A weapon in Massachusetts personal injury cases is our Consumer Protection Statute, 93A. Passed in the late 1970’s, this is a tool that may have originally been designed to aid the consumer in his/her fight against the retailer for unfair and deceptive acts or practices in commerce. Over the years, it has also been used against insurance companies for unfair claims handling practices. That is through resort to another statute. 176D, which is used in concert with 93A.
93A affords the aggrieved party an opportunity to recover treble damage and attorneys fees. It certainly has great potential and will cause the offending party to take notice once the 93A demand letter has been sent. It requires a response within 30 days so before you know it the battle will have been joined.
A lesser known use of 93A comes about from the Attorney General regulations. Pursuant to section 2(c) of 93A, the Attorney General is empowered to issue regulations. Some regulations are made applicable to nursing homes, to landlords, still others to private employment agencies and so forth.

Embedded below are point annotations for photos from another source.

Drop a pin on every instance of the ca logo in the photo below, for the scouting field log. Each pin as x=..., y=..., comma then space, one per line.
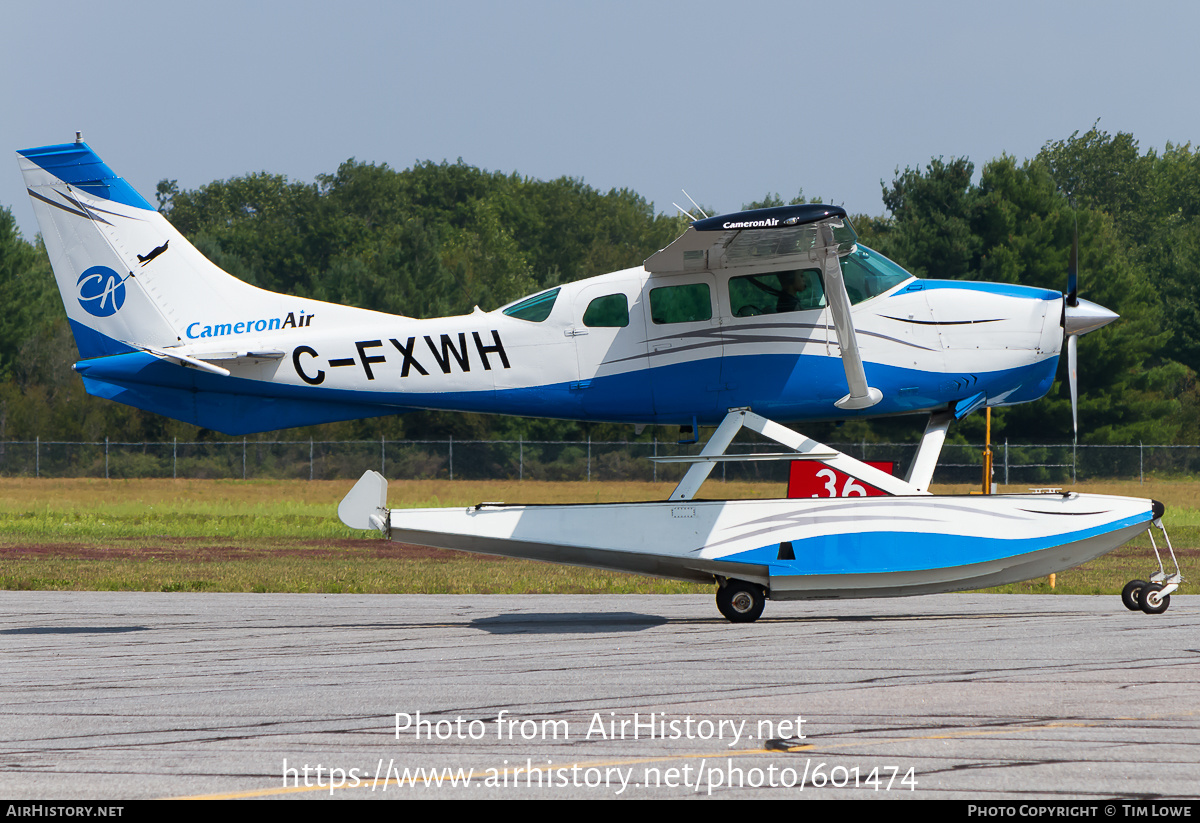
x=101, y=292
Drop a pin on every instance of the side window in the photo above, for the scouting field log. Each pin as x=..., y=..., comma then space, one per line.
x=681, y=304
x=793, y=290
x=607, y=312
x=535, y=310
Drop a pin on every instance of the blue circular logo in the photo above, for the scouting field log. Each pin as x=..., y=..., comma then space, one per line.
x=101, y=292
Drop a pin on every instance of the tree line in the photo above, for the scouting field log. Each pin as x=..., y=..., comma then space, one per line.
x=442, y=238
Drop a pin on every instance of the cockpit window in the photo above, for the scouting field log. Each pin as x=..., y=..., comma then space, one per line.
x=607, y=312
x=792, y=290
x=535, y=308
x=868, y=274
x=681, y=304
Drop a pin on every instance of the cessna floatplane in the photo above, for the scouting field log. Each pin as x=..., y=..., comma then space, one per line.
x=745, y=319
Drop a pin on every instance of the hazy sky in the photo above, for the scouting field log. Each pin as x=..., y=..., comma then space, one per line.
x=727, y=100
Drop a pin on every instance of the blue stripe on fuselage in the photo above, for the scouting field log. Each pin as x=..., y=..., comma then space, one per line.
x=780, y=386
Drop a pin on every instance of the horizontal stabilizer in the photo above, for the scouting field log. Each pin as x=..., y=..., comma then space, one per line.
x=366, y=505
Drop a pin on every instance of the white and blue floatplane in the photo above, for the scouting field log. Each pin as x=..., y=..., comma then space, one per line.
x=777, y=312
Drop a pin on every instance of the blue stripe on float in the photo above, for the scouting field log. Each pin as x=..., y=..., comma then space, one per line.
x=881, y=552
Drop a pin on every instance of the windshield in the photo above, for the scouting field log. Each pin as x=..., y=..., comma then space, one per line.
x=868, y=274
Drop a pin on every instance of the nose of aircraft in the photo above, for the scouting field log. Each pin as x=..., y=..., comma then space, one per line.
x=1085, y=316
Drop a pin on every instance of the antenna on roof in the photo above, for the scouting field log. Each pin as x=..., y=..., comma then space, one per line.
x=694, y=218
x=693, y=202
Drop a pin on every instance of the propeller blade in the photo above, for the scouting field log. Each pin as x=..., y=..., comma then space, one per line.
x=1073, y=379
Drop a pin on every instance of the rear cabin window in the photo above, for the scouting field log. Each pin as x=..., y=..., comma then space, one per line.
x=681, y=304
x=793, y=290
x=607, y=312
x=537, y=308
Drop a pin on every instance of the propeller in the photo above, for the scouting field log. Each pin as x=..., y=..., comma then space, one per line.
x=1079, y=317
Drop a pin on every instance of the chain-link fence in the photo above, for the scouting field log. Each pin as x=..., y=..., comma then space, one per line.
x=555, y=460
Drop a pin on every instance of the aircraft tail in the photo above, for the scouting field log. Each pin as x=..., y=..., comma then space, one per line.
x=127, y=278
x=159, y=325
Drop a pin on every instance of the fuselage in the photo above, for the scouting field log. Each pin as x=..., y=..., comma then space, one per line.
x=629, y=347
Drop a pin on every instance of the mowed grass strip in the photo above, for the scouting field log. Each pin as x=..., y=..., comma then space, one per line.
x=258, y=535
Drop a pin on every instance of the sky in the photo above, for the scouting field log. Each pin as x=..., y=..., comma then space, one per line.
x=727, y=101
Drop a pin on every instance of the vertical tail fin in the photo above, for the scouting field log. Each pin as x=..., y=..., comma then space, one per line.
x=127, y=278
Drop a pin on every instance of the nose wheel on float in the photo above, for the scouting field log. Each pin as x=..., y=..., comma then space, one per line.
x=1153, y=596
x=739, y=601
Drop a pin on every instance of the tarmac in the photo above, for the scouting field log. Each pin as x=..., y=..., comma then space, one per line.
x=111, y=696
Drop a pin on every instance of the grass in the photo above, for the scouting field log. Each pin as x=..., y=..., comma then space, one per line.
x=232, y=535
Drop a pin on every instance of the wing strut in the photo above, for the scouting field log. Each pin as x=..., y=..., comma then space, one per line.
x=861, y=396
x=804, y=446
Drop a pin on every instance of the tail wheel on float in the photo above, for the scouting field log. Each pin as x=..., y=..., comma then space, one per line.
x=739, y=601
x=1152, y=600
x=1131, y=595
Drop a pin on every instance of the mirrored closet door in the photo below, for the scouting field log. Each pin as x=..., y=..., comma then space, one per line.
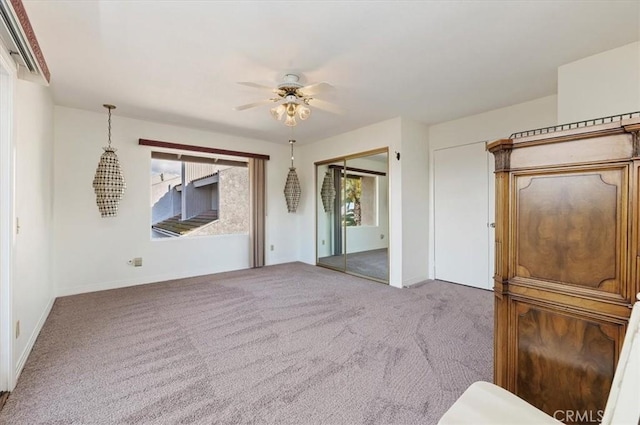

To me, one of the most intriguing uses of 93A comes from Attorney 940 CMR 3.08(2): “It shall be an unfair and deceptive act or practice to fail to perform or fulfill any promises or obligations arising under a warranty.” This opens the possibility in products liability cases where warranty is always pleaded. But it is also useful in the landlord-tenant context. The landlord, by our law, warrants the unit is habitable and meets all codes, including Sanitary and Building codes. If that isn’t met and that violation was a proximate cause of the tenant’s injury, you have a 93A claim. Yes, consumers of all types have rights too.